May 02, 2002
Tax Shelter Disclosure Initiative Yields
Results in Fighting Abusive Shelters
WASHINGTON - The Internal Revenue Service has announced that its 120-day Tax Shelter Disclosure Initiative has led to taxpayers disclosing billions of dollars in claimed losses and deductions. This strategy is part of the effort to curb abusive tax shelters.
In announcing the initiative, the IRS had promised to waive certain accuracy-related penalties that might apply to tax shelter items and other questionable items reported on a return that might have resulted in an underpayment of tax. Taxpayers, in return, were required to provide all relevant information about the disclosed transactions and items.

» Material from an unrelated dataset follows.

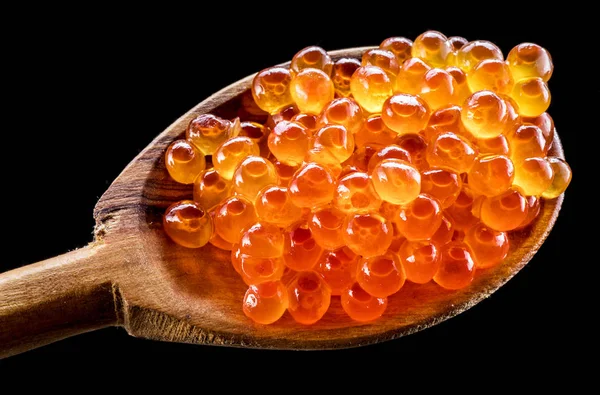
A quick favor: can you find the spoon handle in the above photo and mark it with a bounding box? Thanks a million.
[0,243,121,358]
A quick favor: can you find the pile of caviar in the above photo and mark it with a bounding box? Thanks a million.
[162,31,571,325]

Hundreds of taxpayers came forward and took advantage of this opportunity to voluntarily disclose questionable tax transactions and submit the names of abusive tax shelter promoters, said IRS Commissioner of Large and Mid-Size Business, Larry Langdon. We have agreed to work with these taxpayers to resolve their concerns as quickly and efficiently as possible. At the same time, we are beginning to go after the tax shelter promoters identified in these disclosures.

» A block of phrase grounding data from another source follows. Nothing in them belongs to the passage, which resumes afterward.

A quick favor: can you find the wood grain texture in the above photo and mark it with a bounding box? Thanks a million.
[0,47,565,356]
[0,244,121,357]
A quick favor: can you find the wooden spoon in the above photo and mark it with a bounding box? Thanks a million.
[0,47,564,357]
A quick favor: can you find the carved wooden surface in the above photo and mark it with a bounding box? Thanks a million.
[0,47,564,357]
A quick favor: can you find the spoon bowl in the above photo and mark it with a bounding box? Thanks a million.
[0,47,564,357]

As of May 1, 2002, the IRS has processed 621 disclosures from 577 taxpayers that came forward to voluntarily disclose. These disclosures covered 947 tax returns and involved more than $16 billion in claimed losses or deductions. Additional disclosures that were submitted by mail may still be received.
The disclosure initiative was another in a series of steps taken by the IRS and Treasury to identify and shut down questionable tax shelter activity. The IRS took this step to more readily identify tax shelter promoters who have not registered and to find other taxpayers who have not disclosed their participation in a tax shelter.